Yesterday’s transformation with freshly prepared ampicillin didn’t produce any transformants, suggesting the DNA concentration is too low.

Previously, I tried to elute the DNA from one of the spots Tim sent with 50uL. This volume was enough to soak the Whatman paper and produce excess liquid. In retrospect, I think the volume was too large and diluted the DNA too much (concentration wasn’t measurable via Qubit)

Today, I eluted with 25uL. Since this volume was too little to produce excess liquid, I created a spin “filter” to extract the absorbed liquid. Briefly, I punctured the top and bottom of a 0.5mL snap cap tube with an 18 gauge needle, inserted the Whatman paper disc into this tube, and then put this tube in a 2mL snap cap tube. This assembly was spun @ 18,000g RT for 3 mins.

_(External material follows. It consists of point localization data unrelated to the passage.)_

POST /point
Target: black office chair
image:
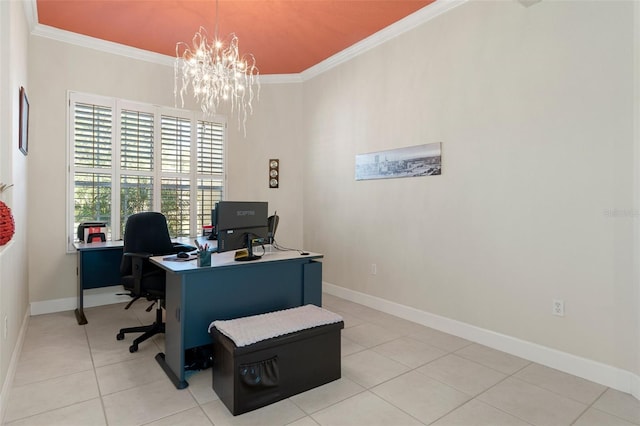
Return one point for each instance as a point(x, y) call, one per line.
point(146, 234)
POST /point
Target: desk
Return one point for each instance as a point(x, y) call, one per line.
point(195, 297)
point(99, 266)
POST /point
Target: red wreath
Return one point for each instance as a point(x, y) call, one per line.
point(7, 225)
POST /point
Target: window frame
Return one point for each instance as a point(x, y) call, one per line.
point(116, 171)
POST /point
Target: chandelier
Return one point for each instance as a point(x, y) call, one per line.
point(217, 74)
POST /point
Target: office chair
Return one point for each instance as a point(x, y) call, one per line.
point(145, 235)
point(272, 226)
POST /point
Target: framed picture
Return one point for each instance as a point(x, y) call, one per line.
point(23, 142)
point(412, 161)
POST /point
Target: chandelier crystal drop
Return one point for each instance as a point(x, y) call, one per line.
point(217, 74)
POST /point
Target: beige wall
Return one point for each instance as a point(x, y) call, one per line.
point(58, 67)
point(534, 107)
point(13, 170)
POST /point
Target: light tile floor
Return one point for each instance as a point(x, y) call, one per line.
point(394, 372)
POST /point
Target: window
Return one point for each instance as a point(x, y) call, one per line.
point(126, 158)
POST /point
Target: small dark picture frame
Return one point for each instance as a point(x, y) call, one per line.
point(23, 142)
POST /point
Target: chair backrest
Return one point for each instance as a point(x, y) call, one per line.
point(145, 232)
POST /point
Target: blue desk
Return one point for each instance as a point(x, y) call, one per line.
point(195, 297)
point(98, 266)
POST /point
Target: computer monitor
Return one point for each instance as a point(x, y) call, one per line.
point(237, 223)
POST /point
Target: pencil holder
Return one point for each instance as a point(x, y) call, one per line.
point(204, 258)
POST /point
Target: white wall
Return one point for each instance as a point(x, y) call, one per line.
point(13, 170)
point(57, 67)
point(534, 107)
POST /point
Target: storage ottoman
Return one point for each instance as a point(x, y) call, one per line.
point(264, 358)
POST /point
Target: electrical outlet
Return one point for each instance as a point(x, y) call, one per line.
point(558, 307)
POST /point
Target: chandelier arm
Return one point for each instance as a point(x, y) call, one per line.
point(217, 74)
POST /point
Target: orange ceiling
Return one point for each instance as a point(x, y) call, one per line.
point(285, 36)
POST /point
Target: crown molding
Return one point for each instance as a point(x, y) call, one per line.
point(427, 13)
point(408, 23)
point(101, 45)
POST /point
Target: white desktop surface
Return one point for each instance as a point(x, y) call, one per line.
point(190, 241)
point(227, 259)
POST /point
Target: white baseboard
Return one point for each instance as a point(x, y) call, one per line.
point(93, 297)
point(13, 366)
point(613, 377)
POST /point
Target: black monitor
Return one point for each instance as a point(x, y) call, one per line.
point(237, 223)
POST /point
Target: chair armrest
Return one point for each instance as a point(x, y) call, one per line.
point(137, 268)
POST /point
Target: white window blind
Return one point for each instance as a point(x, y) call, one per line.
point(127, 158)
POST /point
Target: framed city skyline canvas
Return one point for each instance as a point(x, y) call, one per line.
point(412, 161)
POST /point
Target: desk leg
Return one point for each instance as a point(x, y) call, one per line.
point(179, 384)
point(80, 309)
point(172, 360)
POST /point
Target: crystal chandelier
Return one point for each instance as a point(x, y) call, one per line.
point(217, 74)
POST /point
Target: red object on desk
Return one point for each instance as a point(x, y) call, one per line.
point(7, 224)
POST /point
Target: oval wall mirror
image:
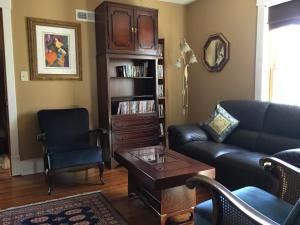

Used 5uL of the pCR2.1/OsHV-1_ORF117 plasmid provided by Tim Green to transform a single aliquot of One Shot Top10 Chemically Competent Cells (Invitrogen), according to the “Rapid Transformation” protocol (thaw cells on ice, add DNA, incubate 5mins, plate on pre-warmed ampicillin plates).

Cells were plated on pre-warmed (37C) LB Amp100 plates.

Plates were incubated overnight at 37C.

Results:

Wow, only two colonies! Well, as they say, you only need one. Will PCR, re-streak, and inoculate 5mL liquid cultures to see if either of these colonies seem to have the insert.